Passengers would sit in the back, sharing the car with others, and do their emails while the vehicle takes them to their destination.
The International Transport Forum research focused on Finnish capital, Helsinki, and arrived at its four percent figure based on its most optimistic scenario involving shared vehicles, like large taxis or minivans, combined with existing public transport on fixed routes.
The forum's previous research, in 2015, estimated a fleet reduction to 10 percent, based on transport modes in the Portuguese capital, Lisbon.
Both findings are seen as credible by experts in New Zealand, where cars often sit in a garage at home all night and at a carpark at workplaces during the day.
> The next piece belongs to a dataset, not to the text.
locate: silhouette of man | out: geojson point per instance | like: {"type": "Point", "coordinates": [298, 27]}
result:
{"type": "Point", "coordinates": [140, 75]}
Estimates of actual car usage vary between 5 percent and 15 percent of an average 24-hour period with vehicles sitting idle for the rest of the time, making purchasing a car very expensive in real terms.
It also gives cars a high environmental impact, when their lifetime environmental footprint is taken into account.
Under a shared-vehicle scenario, the real costs of purchasing vehicles would be shared between all who use them.
Car experts think the benefits identified by the forum would vary and be far less significant in rural areas than in big cities but the impact could also be improved with varied working hours so rush hour would be less hectic.
The benefit would be real either way, according to the forum.
"Replacing private car traffic with new shared mobility services in urban areas dramatically reduces the number of cars needed, significantly cuts CO2 emissions and frees large swathes of public land for uses other than parking," the forum report said.
"And it would not make it more difficult for users to get from door to door."